CERN is widely recognised as one of the world’s leading laboratories for particle physics. At CERN, physicists and engineers probe the fundamental structure of the universe. To do this, they use the world’s largest and most complex scientific instruments – particle accelerators and detectors – to study the basic constituents of matter and the forces that shape the universe. Technologies developed at CERN go on to have a significant impact through their applications in wider society.

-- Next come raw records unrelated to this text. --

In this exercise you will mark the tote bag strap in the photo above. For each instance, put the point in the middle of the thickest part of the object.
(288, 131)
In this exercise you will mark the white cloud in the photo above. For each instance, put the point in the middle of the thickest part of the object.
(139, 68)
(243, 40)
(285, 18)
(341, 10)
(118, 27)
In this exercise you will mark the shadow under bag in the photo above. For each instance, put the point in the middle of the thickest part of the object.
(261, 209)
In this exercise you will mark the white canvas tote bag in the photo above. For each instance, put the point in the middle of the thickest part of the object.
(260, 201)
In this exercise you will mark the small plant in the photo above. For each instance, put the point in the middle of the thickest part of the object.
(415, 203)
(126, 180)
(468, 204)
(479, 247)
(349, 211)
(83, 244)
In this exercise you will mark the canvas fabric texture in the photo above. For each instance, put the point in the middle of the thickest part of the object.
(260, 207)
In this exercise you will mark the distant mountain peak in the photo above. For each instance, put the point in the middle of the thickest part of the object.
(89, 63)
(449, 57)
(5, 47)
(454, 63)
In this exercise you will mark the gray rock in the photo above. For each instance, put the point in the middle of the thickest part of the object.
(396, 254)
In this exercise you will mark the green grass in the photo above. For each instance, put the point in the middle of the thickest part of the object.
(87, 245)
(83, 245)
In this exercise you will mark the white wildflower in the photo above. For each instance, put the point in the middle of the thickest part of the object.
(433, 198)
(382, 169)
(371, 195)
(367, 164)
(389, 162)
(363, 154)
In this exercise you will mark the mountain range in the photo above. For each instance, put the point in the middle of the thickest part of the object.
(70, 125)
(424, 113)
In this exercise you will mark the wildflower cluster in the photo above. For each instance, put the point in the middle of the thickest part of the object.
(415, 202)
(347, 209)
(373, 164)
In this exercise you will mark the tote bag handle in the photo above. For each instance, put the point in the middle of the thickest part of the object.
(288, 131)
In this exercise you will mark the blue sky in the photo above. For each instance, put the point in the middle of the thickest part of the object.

CERN has had an important role in the history of computing and networks. The World Wide Web (WWW) was invented at CERN by Sir Tim Berners-Lee. The web was originally conceived and developed to meet the demand for automated information-sharing between scientists at universities and institutes around the world. Grid computing was also developed at CERN with partners and thanks to funding from the European Commission. The organisation also carries out activities in the areas of cybersecurity, big data, machine learning, artificial intelligence (AI), data preservation, and quantum technology.
Digital policy issues
- Cloud computing
The scale and complexity of data from the Large Hadron Collider (LHC), the world’s largest particle accelerator, is unprecedented. This data needs to be stored, easily retrieved, and analysed by physicists all over the world. This requires massive storage facilities, global networking, immense computing power, and funding. CERN did not initially have the computing or financial resources to crunch all of the data on site, so in 2002 it turned to grid computing to share the burden with computer centres around the world. The Worldwide Large Hadron Collider Computing Grid (WLCG) builds on the ideas of grid technology initially proposed in 1999 by Ian Foster and Carl Kesselman. The WLCG relies on a distributed computing infrastructure, as data from the clashes of protons or heavy ions is distributed via the Internet for processing at data centres worldwide. This approach of using ‘virtual machines’ is based on the same paradigm as cloud computing. It is expected that further CERN developments in the field of data processing will continue to influence digital technologies.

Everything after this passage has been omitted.